More on the ancient Greek and Latin at Google

A few days ago I gave a link to 500 ancient Greek and Latin texts at Google.  What I had not realised was that this list was not just a bunch of pointers, but a new set of scans, done at high resolution specifically to aid OCR.  A reader has emailed me a link to an article on the Inside Google Books blog — itself new to me. This states, after an intro:

I’m pleased to announce that Google Books is now assisting this work by sharing high-resolution digital scans of over 500 volumes of Ancient Greek and Latin, dating from the sixteenth through nineteenth centuries. (Of course, downloadable versions of over a million volumes in all fields are available from books.google.com, in a more compressed form.) Jon Orwant and I created this collection using a list of several thousand important Classics volumes identified by our collaborators Professor Gregory Crane and Alison Babeu of Tufts University. We are analyzing additional volumes and expect to be able to release more high-resolution scans in the future.

These scans will aid the development of accurate OCR (Optical Character Recognition) algorithms for Ancient Greek, and provide the basis for electronic versions of important editions of these Classics texts; but perhaps their greatest value will be for the development of new methods in this emerging field. We’re honored that Professor Crane called this donation “a major contribution to what scholars can do.”

It also mentions something equally interesting:

… scholars around the world can now consult a high-resolution digital scan of Venetus A, one of the best manuscripts of the Iliad, at the Center for Hellenic Studies.

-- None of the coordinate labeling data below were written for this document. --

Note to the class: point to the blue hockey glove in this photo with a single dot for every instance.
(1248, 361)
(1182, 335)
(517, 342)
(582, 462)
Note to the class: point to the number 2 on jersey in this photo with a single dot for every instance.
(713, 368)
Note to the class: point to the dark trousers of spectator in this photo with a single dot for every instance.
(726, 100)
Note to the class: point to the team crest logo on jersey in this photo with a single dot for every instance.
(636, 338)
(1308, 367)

Mind you, I find on linking to it that someone at the website decided to block people using Internet Explorer.  That’s strange, but a minor thing.  The great thing is to get the thing online.

Among the manuscripts of the Iliad, one of the oldest and most important is the manuscript in the Biblioteca Marciana, shelfmark gr. 822.  This is given the reference letter (=siglum) “A” in the editions.  It is not merely a very important copy, beautifully written, nor merely one of the oldest outside of the very extensive papyrus fragments.  It also contains the ancient scholia to the text, originating in the text critical school at the Museum in Alexandria ca. 150 BC.   I have yet to manage to see any of the pages, thanks to the quirk above, but it can only be a very good thing indeed!

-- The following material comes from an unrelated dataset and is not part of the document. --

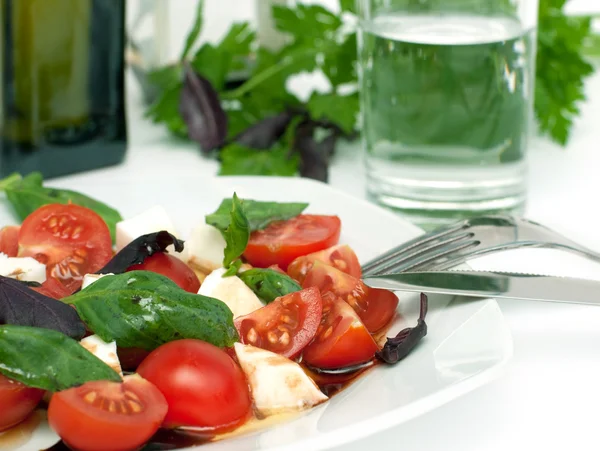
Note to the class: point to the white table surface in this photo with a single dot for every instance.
(549, 396)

4 Responses to “More on the ancient Greek and Latin at Google”


  1. Ryan

    For the Venetus A, they have linked directly to the “manuscript browser,” which uses Google Maps to provide a somewhat easier interface to the 40 megapixel images (as well as toggling through the editions/images available, jumping to a specific passage in the Iliad, etc.), not sure what the bug with IE is. You can, however, go to the project page at http://chs.harvard.edu/wa/pageR?tn=ArticleWrapper&bdc=12&mn=1560 and click on “directory listing of all images” to get a very plain interface where you can download the entire set of everything (including multiple JPEG resolutions). This is, in fact, encouraged and Chris Blackwell has been a great advocate of this in negotiating Creative Commons licensing for all of the images. There is also a mirror of the images here: http://amphoreus.hpcc.uh.edu/

    Right now we have up high-res images for “A” (natural light, some ultraviolet, limited infrared, as well as most of the images from the 1901 “Comparetti” facsimile edition and Villoison’s 1788 printed edition), “B” (natural, some UV), and another MS in the Marciana (gr. 458 (= 841)) referred to as “U4″ in Allen.

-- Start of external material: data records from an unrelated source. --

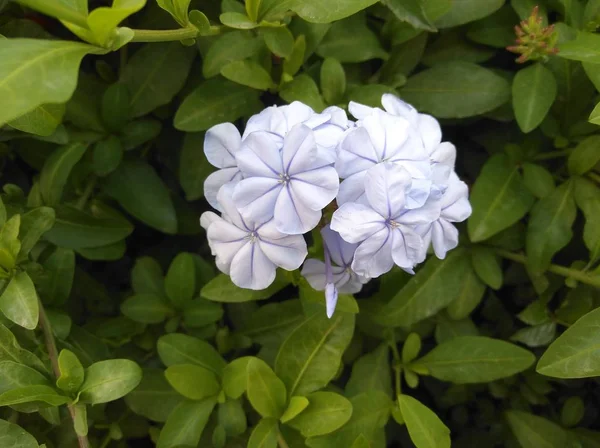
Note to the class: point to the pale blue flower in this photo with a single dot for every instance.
(455, 207)
(291, 183)
(335, 271)
(384, 229)
(381, 137)
(247, 250)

    This is actually quite timely, as in a week’s time we will begin multispectral imaging of two Homeric MSS at El Escorial, Υ.I.1 (291 = E3 Allen) and Ω.1.12 (509 = E4 Allen). This means that for every page we will have UV and IR, in addition to multiple wavelengths of visible light, allowing us to capture an incredible amount of information about every page. E3 in particular has extensive fire, water, and mold damage.

    Chris is blogging about the project here: http://nobleswineherd.blogspot.com/. Right now they’re actually in Lichfield, imaging a previously-unknown Wycliff Bible, as well as the famous St. Chad’s Gospel.

  2. Roger Pearse

    This sounds very good indeed! I can’t see a sausage from here (behind corporate firewall using IE6) but will look when I can. I like the idea of adapting the Google books approach.

    I approve entirely of making the raw images available. I know people worry about this, and about widespread copying for commercial purposes, but the sad truth is that only people like us *care* about such things. I made the images of the 5 Tertullian mss I photographed available that way, and offered a CD if people wanted it — no-one ever asked for a copy, no copies of the pages ever appeared elsewhere online (although I would have been pleased if they had). It just isn’t a concern in 99% of cases, sadly.

  3. Maureen

    Iliad ms T-shirts, shields, and armor.

    Tertullian mss would have to be pallium cloaks. :)

  4. Roger Pearse

    Ouch! :)